In 2023, electric utilities have almost doubled their power demand projections for 2028, facing a surge in data center growth, a sudden manufacturing boom spurred by the Inflation Reduction Act, and the rapid increase of electric vehicles coming online.

In Georgia,

industrial power demand is soaring, projected to increase 17-fold within the next decade. This surge, driven by data centers and clean-technology manufacturers, has caught utilities like Georgia Power by surprise, revealing significant underestimations.

 

With Georgia Power nearing capacity limits, Georgia is now grappling with balancing the energy demands of its growing clean manufacturing industry against the capacity constraints and the need to protect ratepayers from rising costs.

In Northern Virginia,

one of the country’s largest data center hubs, has seen the opening of 75 new data centers since 2019. To support the AI Data boom, the state needs to launch the equivalent of several large nuclear power plants. Dominion Energy, anticipates that data center energy consumption could double within the next five years.

In Kansas,

The local utility Evergy announced in 2022 that it would retire its coal plant in Lawrence and add 700 MW of solar power by the end of 2024. That has been pushed back to 2028.

Now, Evergy does not plan to add any solar power until 2026 and will keep the Lawrence coal plant open until 2028.

The utility is facing increasing electricity demands and changes from the Southwest Power Pool, the regional grid, while new renewable energy projects are hampered by supply chain issues and long approval processes.

This is not just happening in Kansas. Surging energy demands are postponing the shutdown of coal plants in Nebraska, Wisconsin, and South Carolina.

The construction of data centers contrasts sharply with the extended timelines for integrating renewable energy projects into the grid, which can take five to ten years. Moreover, the continuous power needs of data centers and factories underscore the limitations of wind and solar energy’s intermittent nature, pointing to a significant gap in meeting the 24/7 power demand.

Utilities are highlighting a critical bottleneck: the slow pace of renewable energy development, hindered by permit delays and supply chain complications, necessitates reliance on fossil fuel capacity.

This new energy landscape is rapidly becoming a complex reality all over the United States. Bottlenecks in economic development, delays in energy hookups, and a competitive scramble for power sources is pushing the boundaries of conventional energy supply chains. 

For businesses engaged in energy-intensive operations, depending increasingly on an outdated and overstressed electrical grid, which is already struggling to support the expansion of data centers and clean manufacturing, is becoming increasingly risky.

In Oregon,

Portland General Electric has doubled its electricity demand forecast for the next five years due to data center growth and industrial expansion. 

Facing uncertainty from the utility for sufficient power supply, one data center developer in Portland is turning to off-the-grid solutions – using high-tech fuel cells that convert natural gas into low-emissions electricity – and only relies on the grid as backup power.

For their next data center in South Texas, they avoid the grid altogether and will instead drill for geothermal energy.

For companies at the forefront of this shifting landscape of industrial energy deficit, the message is clear:

The current trajectory of energy supply cannot meet the growing demand.
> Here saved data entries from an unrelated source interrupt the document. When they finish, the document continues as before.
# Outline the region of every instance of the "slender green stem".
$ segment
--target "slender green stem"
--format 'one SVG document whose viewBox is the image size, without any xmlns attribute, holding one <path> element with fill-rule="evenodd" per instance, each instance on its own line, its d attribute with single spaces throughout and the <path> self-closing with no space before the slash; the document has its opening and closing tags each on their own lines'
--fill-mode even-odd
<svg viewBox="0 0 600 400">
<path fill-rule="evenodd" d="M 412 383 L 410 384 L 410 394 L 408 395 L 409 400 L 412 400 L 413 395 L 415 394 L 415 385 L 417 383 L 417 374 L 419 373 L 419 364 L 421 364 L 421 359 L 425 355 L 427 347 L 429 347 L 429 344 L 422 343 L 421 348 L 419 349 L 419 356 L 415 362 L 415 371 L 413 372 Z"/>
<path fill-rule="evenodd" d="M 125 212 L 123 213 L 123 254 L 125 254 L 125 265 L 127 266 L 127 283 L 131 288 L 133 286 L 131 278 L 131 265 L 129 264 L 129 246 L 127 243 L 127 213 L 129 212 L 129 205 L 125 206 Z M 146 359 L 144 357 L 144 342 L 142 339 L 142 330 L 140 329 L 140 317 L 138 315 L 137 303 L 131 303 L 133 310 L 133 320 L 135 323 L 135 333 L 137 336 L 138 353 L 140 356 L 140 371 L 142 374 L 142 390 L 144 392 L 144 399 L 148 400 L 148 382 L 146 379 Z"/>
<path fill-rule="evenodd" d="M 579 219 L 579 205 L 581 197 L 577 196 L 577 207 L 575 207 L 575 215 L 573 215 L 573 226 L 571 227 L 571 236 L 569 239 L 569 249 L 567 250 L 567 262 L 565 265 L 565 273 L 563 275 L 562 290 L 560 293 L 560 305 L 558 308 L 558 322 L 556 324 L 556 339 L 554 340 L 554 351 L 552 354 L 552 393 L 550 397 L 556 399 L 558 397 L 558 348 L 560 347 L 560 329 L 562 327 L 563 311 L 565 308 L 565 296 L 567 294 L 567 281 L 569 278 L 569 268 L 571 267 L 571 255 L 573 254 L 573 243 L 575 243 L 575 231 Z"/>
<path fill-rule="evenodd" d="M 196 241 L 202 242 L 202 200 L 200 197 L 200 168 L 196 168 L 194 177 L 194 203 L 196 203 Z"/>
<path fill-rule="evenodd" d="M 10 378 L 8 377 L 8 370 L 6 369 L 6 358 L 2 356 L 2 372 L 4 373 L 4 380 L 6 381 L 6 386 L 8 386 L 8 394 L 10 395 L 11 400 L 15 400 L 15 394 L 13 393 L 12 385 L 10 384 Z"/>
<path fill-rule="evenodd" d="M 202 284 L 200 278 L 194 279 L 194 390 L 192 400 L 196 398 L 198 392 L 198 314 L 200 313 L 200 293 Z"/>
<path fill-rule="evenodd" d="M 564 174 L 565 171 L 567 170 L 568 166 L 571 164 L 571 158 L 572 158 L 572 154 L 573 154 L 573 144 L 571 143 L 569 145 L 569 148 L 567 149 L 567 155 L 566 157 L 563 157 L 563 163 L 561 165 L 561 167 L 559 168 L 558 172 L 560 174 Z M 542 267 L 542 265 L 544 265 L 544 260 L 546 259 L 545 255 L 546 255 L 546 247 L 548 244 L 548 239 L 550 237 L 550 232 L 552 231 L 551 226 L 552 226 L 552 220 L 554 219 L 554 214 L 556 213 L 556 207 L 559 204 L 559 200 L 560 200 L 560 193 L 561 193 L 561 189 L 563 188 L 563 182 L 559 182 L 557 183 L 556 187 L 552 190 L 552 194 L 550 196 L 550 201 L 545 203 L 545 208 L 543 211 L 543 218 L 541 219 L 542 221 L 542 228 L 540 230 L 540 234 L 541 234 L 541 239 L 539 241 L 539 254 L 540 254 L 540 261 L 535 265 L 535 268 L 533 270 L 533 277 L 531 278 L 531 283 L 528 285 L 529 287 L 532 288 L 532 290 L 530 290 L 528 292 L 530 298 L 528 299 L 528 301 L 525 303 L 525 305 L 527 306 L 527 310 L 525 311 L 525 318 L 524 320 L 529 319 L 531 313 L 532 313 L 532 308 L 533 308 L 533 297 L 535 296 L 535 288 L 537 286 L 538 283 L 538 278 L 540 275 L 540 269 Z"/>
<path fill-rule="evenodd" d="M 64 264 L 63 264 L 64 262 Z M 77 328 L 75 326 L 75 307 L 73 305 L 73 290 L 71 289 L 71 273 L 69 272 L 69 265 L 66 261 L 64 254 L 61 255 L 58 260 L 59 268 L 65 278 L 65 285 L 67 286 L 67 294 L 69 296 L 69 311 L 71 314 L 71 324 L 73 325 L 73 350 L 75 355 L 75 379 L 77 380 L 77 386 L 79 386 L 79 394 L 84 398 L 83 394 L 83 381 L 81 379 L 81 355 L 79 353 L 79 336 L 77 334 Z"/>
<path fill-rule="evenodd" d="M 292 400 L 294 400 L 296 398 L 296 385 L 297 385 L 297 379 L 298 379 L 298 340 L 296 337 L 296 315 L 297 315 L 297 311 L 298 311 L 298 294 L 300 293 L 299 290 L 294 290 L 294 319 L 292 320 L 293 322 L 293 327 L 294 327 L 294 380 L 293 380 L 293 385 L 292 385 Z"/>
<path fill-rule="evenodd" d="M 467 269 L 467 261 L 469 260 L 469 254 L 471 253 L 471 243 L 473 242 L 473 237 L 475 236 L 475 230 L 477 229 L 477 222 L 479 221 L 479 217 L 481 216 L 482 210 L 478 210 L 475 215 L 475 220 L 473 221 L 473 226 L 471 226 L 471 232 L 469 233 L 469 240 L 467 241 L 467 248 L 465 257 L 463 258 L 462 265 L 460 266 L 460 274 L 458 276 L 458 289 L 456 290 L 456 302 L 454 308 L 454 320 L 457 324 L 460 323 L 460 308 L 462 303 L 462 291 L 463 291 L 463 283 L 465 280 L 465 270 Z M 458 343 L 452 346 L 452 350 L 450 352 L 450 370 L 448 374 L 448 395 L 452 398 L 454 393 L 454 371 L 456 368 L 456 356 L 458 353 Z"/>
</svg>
This energy deficiency poses not just a challenge to operational sustainability but also to economic expansion and the broader move towards clean energy.

To navigate the energy deficiency facing the United States, companies with high energy usage are leaving the grid and turning to installing their own Behind-The-Meter energy generation systems.

 

 

Tech giants like Microsoft and Google are investigating the potential of powering their energy-demanding industrial operations with small, on-site nuclear plants, and steel producers like Gerdau and Evraz are installing solar farms for their operations.